Figure 2. Example of procedural haemodynamics with ViV transcatheter aortic valve replacement and bioprosthetic valve fracture. A) Baseline (pre-ViV) haemodynamics demonstrating severe bioprosthetic aortic stenosis with a mean aortic valve gradient of 36 mmHg. B) Haemodynamics post ViV with SAPIEN 3 20 mm implantation revealed a mean gradient of 13 mmHg. C) Haemodynamics post BVF demonstrating a mean gradient of 3 mmHg.

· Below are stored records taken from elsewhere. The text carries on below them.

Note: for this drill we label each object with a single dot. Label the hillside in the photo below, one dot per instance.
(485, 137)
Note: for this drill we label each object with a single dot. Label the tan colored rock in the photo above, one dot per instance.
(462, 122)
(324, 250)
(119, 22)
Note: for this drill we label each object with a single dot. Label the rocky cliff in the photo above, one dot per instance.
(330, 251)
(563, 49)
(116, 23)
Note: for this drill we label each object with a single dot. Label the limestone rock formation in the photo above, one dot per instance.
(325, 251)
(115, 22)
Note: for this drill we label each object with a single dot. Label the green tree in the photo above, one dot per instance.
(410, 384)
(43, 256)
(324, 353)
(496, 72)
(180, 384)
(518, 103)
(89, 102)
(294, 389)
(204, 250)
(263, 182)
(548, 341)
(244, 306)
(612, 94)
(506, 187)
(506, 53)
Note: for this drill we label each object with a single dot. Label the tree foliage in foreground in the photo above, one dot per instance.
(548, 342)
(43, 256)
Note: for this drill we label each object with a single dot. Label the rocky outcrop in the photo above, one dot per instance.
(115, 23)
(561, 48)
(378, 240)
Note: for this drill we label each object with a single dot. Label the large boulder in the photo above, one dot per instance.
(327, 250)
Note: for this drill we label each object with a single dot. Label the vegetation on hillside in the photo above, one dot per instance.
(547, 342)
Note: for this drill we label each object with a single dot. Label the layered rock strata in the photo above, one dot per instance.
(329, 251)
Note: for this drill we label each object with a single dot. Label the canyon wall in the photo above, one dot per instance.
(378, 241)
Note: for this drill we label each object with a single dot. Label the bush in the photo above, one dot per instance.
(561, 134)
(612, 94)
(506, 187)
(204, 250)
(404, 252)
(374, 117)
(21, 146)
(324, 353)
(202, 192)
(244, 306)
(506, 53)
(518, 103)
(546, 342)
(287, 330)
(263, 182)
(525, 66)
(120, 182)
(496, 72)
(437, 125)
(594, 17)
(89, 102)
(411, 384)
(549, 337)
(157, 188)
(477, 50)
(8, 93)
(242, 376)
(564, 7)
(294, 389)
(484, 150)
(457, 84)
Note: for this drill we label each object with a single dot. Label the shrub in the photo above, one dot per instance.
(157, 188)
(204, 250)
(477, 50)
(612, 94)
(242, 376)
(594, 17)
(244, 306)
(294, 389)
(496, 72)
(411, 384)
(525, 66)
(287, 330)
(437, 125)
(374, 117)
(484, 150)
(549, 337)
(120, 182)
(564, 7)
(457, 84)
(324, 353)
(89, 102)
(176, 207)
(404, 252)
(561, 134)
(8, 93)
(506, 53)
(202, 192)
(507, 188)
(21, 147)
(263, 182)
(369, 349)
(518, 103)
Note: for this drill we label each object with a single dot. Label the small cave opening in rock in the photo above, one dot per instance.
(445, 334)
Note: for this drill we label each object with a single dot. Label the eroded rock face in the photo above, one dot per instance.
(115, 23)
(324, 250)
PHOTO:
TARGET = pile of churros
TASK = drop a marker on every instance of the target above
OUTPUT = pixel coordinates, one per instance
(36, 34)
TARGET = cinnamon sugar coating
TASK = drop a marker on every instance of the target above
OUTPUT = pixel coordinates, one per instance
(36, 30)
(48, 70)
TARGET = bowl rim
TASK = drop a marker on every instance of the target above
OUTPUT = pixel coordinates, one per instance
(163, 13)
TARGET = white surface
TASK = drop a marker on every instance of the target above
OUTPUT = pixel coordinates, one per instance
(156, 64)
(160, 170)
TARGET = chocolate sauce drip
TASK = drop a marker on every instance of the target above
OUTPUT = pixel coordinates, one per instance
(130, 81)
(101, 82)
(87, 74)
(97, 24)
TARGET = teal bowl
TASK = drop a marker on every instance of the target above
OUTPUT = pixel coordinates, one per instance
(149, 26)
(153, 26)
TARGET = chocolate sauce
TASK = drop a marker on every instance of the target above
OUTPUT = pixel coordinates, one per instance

Whether BVF has an impact on the survival of patients who are at risk of PPM following ViV TAVR remains to be seen. Further data are needed as to the quality of life benefit that is gained from ViV TAVR with BVF compared with ViV TAVR alone. The feasibility of BVF in patients with larger BPVs has not been well studied. Finally, the safety margins for performing BVF in patients at risk of coronary obstruction and aortic root injury are not fully understood and warrant further study.
BVF can be an effective and safe procedure in small surgical valves to facilitate ViV TAVR by balloon-expandable or selfexpanding transcatheter valves, resulting in reduced residual transvalvular gradients and increased valve effective orifice area.
Impact on daily practice
ViV treatment is problematic with a small surgical bioprosthesis because of a further reduction in the effective valve orifice. Bioprosthetic valve fracture using a high-pressure balloon dilatation can be safely performed to facilitate ViV.
Conflict of interest statement
The authors have no conflicts of interest to declare.